UK Banking App Pockit Gets £2.9M In Funds As It Launches New Remittance Service

Pockit, a mobile banking app targeting the U.K.’s underbanked, has picked up £2.9 million in additional funding and will soon launch a remittance service to make it easier for its users to send money abroad.

According to TechCrunch, this new funding is essentially a bridge round before a Series B planned for the end of the year. Joining the round are Kevin Reynolds (a partner at Bridgepoint Capital), Colin Harris (founder of Fresh Direct, the food wholesaler) and Stuart Middleton (former creative director of Card Factory). The company previously raised £10 million.

Founded in 2013, Pockit will allow its 150,000 or so users to send money to Poland and Italy starting next week, with all other eurozone countries added in June. Over the next few months, countries outside Europe will also be added, starting with Philippines, India, Pakistan, Bangladesh, Ghana and Nigeria.

Pockit founder Virraj Jatania told TechCrunch that the new remittance service is part of the startup’s mission to bring a range of cost-effective digital banking products to customers currently underserved or financially excluded by traditional banks. The market size is somewhere between 4 to 5 million in the U.K. and thought to be around 2 billion or more worldwide.

Starting with remittance, Pockit is also looking into overdrafts and insurance products and plans to let its users leverage their transaction/account data to secure a better credit score.

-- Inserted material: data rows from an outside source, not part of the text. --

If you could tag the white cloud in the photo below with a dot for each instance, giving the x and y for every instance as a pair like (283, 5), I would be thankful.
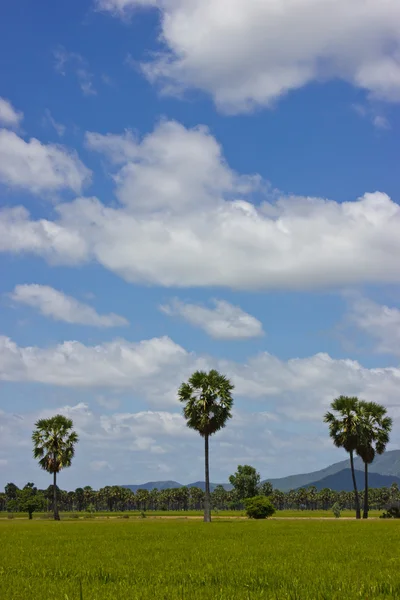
(60, 307)
(19, 234)
(301, 388)
(117, 364)
(381, 122)
(59, 127)
(9, 117)
(370, 112)
(173, 167)
(379, 321)
(38, 167)
(79, 65)
(248, 53)
(100, 465)
(117, 148)
(187, 219)
(224, 321)
(108, 403)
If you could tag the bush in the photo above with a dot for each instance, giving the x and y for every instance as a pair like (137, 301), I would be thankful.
(259, 507)
(393, 512)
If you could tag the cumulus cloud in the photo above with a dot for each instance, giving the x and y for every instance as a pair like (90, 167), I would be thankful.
(9, 117)
(224, 321)
(381, 322)
(301, 388)
(20, 234)
(58, 127)
(39, 167)
(248, 53)
(117, 364)
(187, 219)
(65, 60)
(60, 307)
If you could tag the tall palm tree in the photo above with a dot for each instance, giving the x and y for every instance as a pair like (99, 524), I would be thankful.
(208, 404)
(343, 424)
(374, 430)
(54, 447)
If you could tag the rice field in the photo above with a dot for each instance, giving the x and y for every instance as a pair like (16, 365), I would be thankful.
(132, 559)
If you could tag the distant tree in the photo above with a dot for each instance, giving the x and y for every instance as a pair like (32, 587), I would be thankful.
(245, 482)
(374, 430)
(208, 404)
(343, 424)
(266, 488)
(259, 507)
(54, 447)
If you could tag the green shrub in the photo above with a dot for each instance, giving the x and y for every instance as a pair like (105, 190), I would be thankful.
(259, 507)
(393, 512)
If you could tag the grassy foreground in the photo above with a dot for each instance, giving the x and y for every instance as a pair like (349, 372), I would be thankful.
(179, 514)
(143, 560)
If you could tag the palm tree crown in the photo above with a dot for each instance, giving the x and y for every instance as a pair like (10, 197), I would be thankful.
(343, 427)
(373, 436)
(208, 404)
(344, 424)
(54, 447)
(54, 443)
(208, 401)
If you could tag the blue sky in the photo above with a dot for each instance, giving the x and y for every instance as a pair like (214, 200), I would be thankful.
(181, 188)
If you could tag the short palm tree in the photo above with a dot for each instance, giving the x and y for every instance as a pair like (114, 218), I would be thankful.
(54, 447)
(343, 424)
(208, 404)
(374, 430)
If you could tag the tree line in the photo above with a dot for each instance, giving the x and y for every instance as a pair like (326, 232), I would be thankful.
(30, 499)
(357, 426)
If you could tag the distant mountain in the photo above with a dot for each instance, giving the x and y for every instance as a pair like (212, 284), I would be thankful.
(165, 485)
(386, 464)
(151, 485)
(342, 481)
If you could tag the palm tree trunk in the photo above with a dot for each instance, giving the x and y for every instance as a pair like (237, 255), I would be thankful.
(357, 498)
(365, 512)
(207, 511)
(55, 507)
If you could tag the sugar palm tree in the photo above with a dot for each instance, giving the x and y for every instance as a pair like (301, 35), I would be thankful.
(208, 404)
(374, 430)
(54, 447)
(343, 424)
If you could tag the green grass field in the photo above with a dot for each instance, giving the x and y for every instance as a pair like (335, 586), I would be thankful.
(227, 560)
(305, 514)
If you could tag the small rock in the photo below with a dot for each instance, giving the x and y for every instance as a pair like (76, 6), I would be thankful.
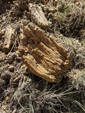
(11, 68)
(6, 76)
(37, 15)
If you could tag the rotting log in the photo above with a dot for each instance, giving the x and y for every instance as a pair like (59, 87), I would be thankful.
(42, 55)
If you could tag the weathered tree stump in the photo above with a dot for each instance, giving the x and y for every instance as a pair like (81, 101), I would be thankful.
(42, 55)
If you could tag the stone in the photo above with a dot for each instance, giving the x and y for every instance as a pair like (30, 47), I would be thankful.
(9, 37)
(2, 83)
(11, 68)
(23, 5)
(37, 15)
(43, 56)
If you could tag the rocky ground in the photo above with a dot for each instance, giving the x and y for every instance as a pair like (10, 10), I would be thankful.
(21, 91)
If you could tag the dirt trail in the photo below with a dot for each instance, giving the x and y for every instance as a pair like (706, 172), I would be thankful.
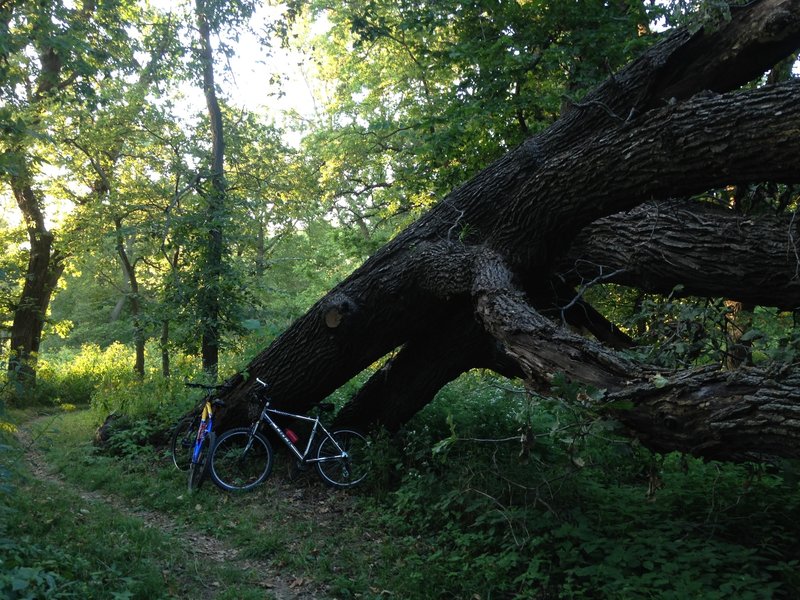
(204, 547)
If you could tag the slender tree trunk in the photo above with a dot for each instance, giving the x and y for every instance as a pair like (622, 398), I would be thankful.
(164, 345)
(215, 204)
(129, 270)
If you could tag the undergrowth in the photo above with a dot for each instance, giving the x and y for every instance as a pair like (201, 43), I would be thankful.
(489, 492)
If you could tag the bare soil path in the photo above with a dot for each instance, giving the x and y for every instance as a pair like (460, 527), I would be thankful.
(203, 547)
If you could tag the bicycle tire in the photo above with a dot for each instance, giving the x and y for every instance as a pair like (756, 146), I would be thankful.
(198, 470)
(181, 443)
(237, 466)
(342, 472)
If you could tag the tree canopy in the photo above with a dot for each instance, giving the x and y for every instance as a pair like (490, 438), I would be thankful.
(542, 189)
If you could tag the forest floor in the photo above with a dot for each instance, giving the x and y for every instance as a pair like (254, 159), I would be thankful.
(208, 546)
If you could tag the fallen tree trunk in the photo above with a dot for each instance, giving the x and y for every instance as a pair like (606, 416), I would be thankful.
(447, 293)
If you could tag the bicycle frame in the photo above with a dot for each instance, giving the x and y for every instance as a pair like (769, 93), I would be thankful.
(317, 427)
(206, 425)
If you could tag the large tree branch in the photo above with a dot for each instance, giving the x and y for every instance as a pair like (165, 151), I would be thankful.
(708, 250)
(529, 205)
(744, 414)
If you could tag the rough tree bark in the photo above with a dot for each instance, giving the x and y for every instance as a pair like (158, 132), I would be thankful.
(469, 283)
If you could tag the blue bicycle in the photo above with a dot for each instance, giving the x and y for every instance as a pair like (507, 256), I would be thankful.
(193, 439)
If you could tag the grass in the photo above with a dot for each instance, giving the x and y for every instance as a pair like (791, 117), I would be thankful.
(574, 517)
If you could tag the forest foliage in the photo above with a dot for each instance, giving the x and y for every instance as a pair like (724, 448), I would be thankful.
(490, 490)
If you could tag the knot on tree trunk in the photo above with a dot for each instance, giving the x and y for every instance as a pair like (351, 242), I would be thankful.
(337, 309)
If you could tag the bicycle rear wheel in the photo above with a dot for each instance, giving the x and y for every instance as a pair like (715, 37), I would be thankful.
(198, 470)
(241, 462)
(342, 464)
(182, 441)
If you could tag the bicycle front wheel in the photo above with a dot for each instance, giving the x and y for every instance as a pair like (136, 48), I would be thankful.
(198, 470)
(182, 441)
(241, 460)
(342, 459)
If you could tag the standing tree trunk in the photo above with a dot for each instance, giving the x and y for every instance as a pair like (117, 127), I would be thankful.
(668, 125)
(215, 203)
(129, 270)
(45, 266)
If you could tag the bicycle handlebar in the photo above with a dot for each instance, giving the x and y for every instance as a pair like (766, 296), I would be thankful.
(203, 386)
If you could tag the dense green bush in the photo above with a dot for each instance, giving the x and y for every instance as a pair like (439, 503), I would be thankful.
(572, 511)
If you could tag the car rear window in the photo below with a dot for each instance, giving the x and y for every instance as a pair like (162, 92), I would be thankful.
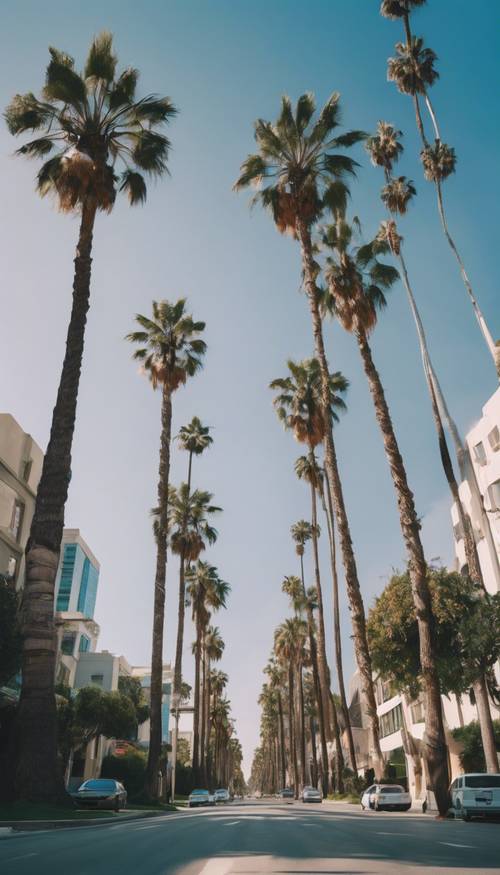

And instead of charging a monthly account fee, Jatania created what he described as a simple retail-type pricing model that means any features that aren’t free are charged at a standard 99 pence. This is also designed to wean users off more expensive money transfer providers such as Western Union or MoneyGram. Sending remittances abroad will cost 99 pence plus an “exchange rate adjustment charge” of up to 2.5 percent.

“By launching a low-cost remittance service Pockit is saving our customers money and providing a service that suits their lives. We expect it to be very attractive to our core customers who find it difficult to access conventional financial services for many reasons,” said Jatania in a statement.